Grant decided to speak to him. "The collective; is it on tonight?"
The Ubritz did not reply. Past those grey locks of hair hanging partially over his face, a look of complete disinterest was radiated out. I do not care to answer. Typical of the kind, really. They were never what a person could reasonably call great conversationalists, indeed scarcely did any one of them say a word.
He watched the Ubritz turn and walk onwards down the brightly-lit corridor, before turning a corner out of view, and pondered the phrase ‘any one of them’. It was accurate in that there were many, after a fashion, and yet clearly a lie as, to a very real extent, there was only ever one of the genius savants. The fact that there were many did not refer to a myriad series of separate individuals, but more of the mirrored alternatives of the one Ubritz…
No. Thinking like that was only liable to lead to confusion. He proceeded himself to walk the corridor, before turning into one of the inset dark rectangles, seven feet tall each, which lined it at it’s sides. He took a breath and closed his eyes.
-A dazzling sense of infinite speed-.
He opened them again, a mere second or two later and was no longer in the corridor. His surroundings were those of a tiny box, barely large enough to fit him in at all. Behind him, he knew, was the rectangle gate which had brought him here. In front of him was a wall, with more walls to his two sides and above him; all perfectly flawless, all perfectly white and glowing gently from within.
The air, however, was not the same, quite. Though the same supernaturally clean odour filled it from floor to ceiling as filled the corridor, there was now something else, almost on the edge of perception. The smell of dust and, perhaps, a tiny amount of contamination caressing the sinuses.
He ruffled his greying hair and spoke aloud. "System, I would like to exit the junction, please."

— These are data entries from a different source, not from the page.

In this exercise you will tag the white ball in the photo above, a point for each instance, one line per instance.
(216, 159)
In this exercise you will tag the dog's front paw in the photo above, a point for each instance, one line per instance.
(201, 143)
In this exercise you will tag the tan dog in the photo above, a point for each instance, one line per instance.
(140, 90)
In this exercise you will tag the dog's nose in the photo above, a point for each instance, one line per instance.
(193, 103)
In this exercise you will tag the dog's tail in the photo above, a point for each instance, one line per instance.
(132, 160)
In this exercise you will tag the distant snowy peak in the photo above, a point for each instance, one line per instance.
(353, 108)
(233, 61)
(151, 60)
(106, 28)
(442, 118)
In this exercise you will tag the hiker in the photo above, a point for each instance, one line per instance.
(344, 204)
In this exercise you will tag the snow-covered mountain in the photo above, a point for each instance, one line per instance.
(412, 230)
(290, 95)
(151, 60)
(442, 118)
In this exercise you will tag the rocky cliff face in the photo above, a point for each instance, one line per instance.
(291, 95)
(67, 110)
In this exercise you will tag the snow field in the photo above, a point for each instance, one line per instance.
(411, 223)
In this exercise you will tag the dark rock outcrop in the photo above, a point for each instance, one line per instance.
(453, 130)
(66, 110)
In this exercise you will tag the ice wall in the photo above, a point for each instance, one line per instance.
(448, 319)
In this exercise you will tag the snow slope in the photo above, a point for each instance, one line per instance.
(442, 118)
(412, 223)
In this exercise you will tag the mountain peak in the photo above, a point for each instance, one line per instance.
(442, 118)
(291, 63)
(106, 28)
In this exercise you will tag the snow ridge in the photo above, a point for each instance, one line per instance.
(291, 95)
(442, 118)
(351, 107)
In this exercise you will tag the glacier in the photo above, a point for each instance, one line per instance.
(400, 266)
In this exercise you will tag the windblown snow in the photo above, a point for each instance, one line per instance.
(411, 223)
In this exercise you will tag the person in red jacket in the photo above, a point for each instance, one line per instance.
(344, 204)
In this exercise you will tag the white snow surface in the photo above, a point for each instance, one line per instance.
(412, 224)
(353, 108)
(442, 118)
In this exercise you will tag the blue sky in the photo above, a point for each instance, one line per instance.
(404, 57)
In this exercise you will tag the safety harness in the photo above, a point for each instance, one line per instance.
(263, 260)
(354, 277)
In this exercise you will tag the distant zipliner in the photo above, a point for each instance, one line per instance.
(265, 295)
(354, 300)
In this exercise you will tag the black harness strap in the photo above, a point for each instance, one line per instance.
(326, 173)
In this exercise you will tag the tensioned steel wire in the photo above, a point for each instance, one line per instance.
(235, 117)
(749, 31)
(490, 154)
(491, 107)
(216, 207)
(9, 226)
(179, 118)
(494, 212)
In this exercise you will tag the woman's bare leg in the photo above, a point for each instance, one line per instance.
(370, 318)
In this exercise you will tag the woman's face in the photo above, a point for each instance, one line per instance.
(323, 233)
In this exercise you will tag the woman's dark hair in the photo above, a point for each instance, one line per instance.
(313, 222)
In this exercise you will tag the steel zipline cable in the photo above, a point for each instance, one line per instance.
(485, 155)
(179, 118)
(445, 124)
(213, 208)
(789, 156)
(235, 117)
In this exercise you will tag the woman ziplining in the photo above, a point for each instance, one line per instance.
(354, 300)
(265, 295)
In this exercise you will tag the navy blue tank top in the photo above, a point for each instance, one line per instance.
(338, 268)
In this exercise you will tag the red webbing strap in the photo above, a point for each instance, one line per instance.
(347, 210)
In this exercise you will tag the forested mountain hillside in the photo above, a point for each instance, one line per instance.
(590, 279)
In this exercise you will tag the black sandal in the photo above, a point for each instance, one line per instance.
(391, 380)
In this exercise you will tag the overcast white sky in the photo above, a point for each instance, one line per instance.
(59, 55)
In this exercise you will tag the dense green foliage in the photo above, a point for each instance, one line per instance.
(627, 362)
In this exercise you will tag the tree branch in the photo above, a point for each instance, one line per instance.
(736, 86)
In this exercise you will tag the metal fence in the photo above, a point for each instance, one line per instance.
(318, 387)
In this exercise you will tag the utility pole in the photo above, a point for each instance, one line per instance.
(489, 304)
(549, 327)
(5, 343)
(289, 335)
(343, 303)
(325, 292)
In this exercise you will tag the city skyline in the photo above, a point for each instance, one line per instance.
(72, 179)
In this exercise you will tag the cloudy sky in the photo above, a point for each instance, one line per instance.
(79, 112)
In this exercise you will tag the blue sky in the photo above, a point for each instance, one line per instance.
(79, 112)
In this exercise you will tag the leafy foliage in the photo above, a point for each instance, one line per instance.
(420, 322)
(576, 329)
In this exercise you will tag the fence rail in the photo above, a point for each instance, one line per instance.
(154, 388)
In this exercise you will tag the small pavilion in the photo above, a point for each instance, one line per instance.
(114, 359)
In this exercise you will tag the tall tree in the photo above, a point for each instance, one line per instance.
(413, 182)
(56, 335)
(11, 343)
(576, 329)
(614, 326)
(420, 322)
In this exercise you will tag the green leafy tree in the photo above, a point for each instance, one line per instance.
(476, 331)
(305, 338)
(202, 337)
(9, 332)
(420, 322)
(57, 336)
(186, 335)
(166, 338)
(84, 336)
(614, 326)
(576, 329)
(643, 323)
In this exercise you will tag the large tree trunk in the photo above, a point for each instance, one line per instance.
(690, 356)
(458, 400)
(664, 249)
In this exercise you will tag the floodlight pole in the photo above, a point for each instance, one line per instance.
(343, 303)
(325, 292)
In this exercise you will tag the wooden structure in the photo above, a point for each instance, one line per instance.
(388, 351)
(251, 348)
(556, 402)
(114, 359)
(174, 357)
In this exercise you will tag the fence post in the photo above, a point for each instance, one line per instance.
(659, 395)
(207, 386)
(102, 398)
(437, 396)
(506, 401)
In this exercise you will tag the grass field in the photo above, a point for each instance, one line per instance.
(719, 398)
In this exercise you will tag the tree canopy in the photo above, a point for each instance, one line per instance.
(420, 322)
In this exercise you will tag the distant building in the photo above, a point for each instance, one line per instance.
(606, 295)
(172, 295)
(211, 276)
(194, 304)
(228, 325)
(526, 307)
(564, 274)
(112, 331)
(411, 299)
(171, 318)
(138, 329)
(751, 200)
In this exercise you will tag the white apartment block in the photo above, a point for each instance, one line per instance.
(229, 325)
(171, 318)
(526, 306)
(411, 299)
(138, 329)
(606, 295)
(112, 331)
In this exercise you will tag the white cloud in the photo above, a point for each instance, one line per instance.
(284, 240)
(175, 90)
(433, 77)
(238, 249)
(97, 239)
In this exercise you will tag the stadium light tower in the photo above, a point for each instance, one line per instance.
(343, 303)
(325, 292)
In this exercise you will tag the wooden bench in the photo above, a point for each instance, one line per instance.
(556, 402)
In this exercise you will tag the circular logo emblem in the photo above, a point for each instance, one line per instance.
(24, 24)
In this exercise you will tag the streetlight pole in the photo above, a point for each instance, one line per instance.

There was a pause of a second or two and a voice answered. It answered from all around him and the tones of the voice were so sharp as to be inhuman. Perfect punctuation and precise timing beyond human ability; the unmistakable mark of a computer. "Grant Ulysses Trent, be aware that this junction represents access to the exterior. Do you consent to this act?"
"I do, System."
The walls of the box greyed and darkened slowly, the lighting steadily falling in intensity until, looking down, he could hardly see his shoes anymore, resting as they were on what was now a black floor. A slight breeze stirred the box.
And the wall in front of him opened out.
The scene that met his eyes was one he was prepared for, but it was one that startled him all the same, and did so everytime he came out into the open. He breathed in the air, it’s scent of pollutants and airborne particles now strong, rasping against his throat, and observed the scene.
Massive structures stretched skywards, huge, grey and bristling with scaffolding and handholds for the spiderlike machines that crawled over them at all hours. Noise filled the air, making evident the record of construction going on in the very depths and belly of the city, along with the unceasing building and interconnecting of the huge structures all around him.
It was a city of Ziggurats, tall, proud and interconnected by a web of access tunnels, vacuum tubes and simple spiderweb scaffolding, along which machinery moved and worked. The web of interlinked threads and scaffolds grew deeper towards the base of the buildings, becoming almost a solid floor a mile down, as the floor of the city moved ever upwards with the city itself, just as its border moved ever outwards, turning country into suburb into industrial zone.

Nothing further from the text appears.